Протокопов подсел к нему и взял печенье. Усмехнулся:
– Как настоящие доктора. Сейчас начнут ломиться, стучать, мешать, – он кивнул на дверь. Сразу и застучали; ассистент выглянул в коридор и сердито закричал на кого-то.
– Дурачки подтягиваются, – Протокопов ревматически вздохнул.
Из кресла захрипел невидимый от чайного столика Петр Клутыч.
– Илья Муромец пошел, – предположил Балансиров и отхлебнул от сладкого зайчика.
– Пока еще не пошел. Это его личное «я» откололось. И знакомится со скорбным положением дел.
– Не помрет? – на всякий случай спросил капитан.
– Да господь с вами, – Протокопов тоже налил себе чаю, отхлебнул. – Во всяком случае, не сейчас. Будет жить, если не повесится со стыда.

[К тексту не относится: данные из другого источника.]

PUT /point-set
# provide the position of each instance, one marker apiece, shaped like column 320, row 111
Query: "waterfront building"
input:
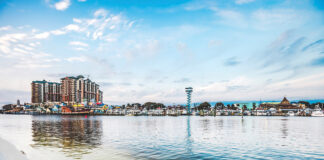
column 78, row 90
column 189, row 91
column 283, row 106
column 44, row 91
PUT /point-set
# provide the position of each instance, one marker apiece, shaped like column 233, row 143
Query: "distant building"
column 284, row 105
column 78, row 89
column 189, row 91
column 44, row 91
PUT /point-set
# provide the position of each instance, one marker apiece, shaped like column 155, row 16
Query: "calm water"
column 104, row 137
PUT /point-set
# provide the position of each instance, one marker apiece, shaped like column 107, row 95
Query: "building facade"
column 44, row 91
column 78, row 89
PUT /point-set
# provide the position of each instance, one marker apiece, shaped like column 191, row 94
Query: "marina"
column 185, row 137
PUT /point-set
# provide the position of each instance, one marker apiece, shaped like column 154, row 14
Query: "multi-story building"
column 44, row 91
column 78, row 89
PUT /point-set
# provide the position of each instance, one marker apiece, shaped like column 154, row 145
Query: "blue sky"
column 150, row 50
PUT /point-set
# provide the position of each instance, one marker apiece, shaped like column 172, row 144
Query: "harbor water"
column 183, row 137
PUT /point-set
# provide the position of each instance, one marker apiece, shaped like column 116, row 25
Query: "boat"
column 317, row 113
column 290, row 113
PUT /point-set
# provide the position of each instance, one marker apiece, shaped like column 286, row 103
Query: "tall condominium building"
column 78, row 89
column 43, row 91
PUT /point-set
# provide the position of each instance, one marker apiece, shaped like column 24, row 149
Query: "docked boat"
column 317, row 113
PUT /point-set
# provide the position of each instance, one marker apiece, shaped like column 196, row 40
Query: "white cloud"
column 62, row 5
column 243, row 1
column 101, row 12
column 72, row 27
column 5, row 28
column 76, row 59
column 58, row 32
column 78, row 43
column 77, row 20
column 43, row 35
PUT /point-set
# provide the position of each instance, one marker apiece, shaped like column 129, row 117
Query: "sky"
column 150, row 50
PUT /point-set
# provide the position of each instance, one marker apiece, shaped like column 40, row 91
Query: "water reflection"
column 73, row 135
column 188, row 137
column 284, row 128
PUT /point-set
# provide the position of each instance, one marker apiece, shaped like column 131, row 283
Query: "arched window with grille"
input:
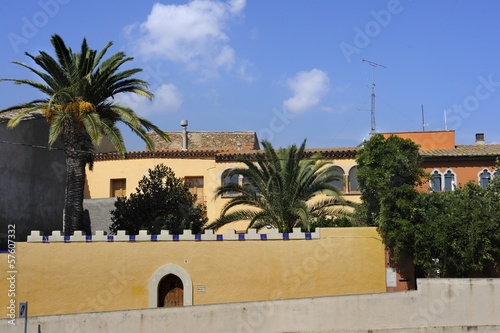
column 339, row 183
column 484, row 178
column 436, row 181
column 353, row 181
column 450, row 180
column 227, row 179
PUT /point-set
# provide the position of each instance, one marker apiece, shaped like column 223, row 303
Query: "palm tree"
column 282, row 189
column 79, row 90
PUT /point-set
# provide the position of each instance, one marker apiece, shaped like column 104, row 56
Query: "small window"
column 484, row 178
column 449, row 181
column 230, row 179
column 247, row 181
column 339, row 183
column 353, row 182
column 195, row 185
column 436, row 181
column 118, row 188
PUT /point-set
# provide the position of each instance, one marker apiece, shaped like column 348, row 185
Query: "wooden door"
column 170, row 292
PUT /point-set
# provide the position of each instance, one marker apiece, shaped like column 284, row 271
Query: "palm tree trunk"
column 79, row 151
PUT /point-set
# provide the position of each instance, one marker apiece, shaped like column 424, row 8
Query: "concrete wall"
column 32, row 180
column 79, row 276
column 439, row 305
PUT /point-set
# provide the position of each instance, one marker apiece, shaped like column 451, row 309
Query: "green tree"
column 461, row 229
column 79, row 105
column 385, row 166
column 161, row 202
column 283, row 189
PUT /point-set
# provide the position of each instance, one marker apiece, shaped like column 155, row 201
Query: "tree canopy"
column 282, row 188
column 79, row 104
column 456, row 232
column 161, row 202
column 385, row 165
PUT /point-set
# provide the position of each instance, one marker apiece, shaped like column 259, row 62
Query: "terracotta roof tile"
column 327, row 153
column 490, row 150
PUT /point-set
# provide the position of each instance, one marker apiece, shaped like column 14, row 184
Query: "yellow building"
column 60, row 275
column 202, row 160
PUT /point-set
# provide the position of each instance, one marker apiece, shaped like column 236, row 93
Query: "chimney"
column 184, row 134
column 479, row 138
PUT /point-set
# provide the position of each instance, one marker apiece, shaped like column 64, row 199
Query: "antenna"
column 373, row 64
column 423, row 121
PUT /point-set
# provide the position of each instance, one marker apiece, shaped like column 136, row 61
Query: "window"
column 340, row 182
column 247, row 181
column 484, row 178
column 449, row 181
column 118, row 188
column 195, row 185
column 230, row 179
column 353, row 182
column 443, row 182
column 436, row 181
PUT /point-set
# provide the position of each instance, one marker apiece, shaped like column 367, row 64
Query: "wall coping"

А Петр Клутыч смотрел передачу и впитывал информацию, от которой у него перехватывало дыхание. Сначала ему показалось, что кто-то содрал его лицо, как будто это был паричок: совершенно не больно; лицо снялось и скомкалось, словно зеленоватая маска из толстой резины. Потом невидимый распорядитель подсунул пальцы под затылочный бугор, неощутимо подвел их к орбитам и мягко вытолкнул глаза. Петр Клутыч вылетел из тела, как из демисезонного пальто, и раздвоился. Одна часть страдала, другая бесстрастно следила. Этой другой части было глубоко наплевать на все на свете и на себя – в первую очередь. Ей ничто не угрожало. Телекартинки сменяли друг друга: с одной стороны, это было похоже на стремительный калейдоскоп; с другой, если принять во внимание эффект, который мельтешение оказывало на пассивную и страдательную часть Петра Клутыча, процедура напоминала пулеметный обстрел. Скорость не позволяла запомнить увиденное, и все нарастала, пока абстрактные рисунки не слились и не сделались вспышками. Петр Клутыч не умел объяснить, как такое возможно, но с каждым всполохом его следящая составляющая кивала и равнодушно соглашалась, находя убедительными доказательства глупости Петра Клутыча, которые множились, множились и затопляли изнемогающую душу. Он не понимал, какая из двух частей – душа. Логично было решить, что душа – это наблюдатель. Однако Петр Клутыч не мог поверить, что его душе, феномену мятущемуся и животрепещущему, до фонаря та безжалостная истина, которая разворачивалась по мере мучений и просвещения рассудочной половины.
В полусне он отмечал странные события, происходившие не на экране, а в разных других местах – например, на коленях, куда вдруг впрыгнул маленький узкий цилиндр, похожий на карандаш, и тут же пропал.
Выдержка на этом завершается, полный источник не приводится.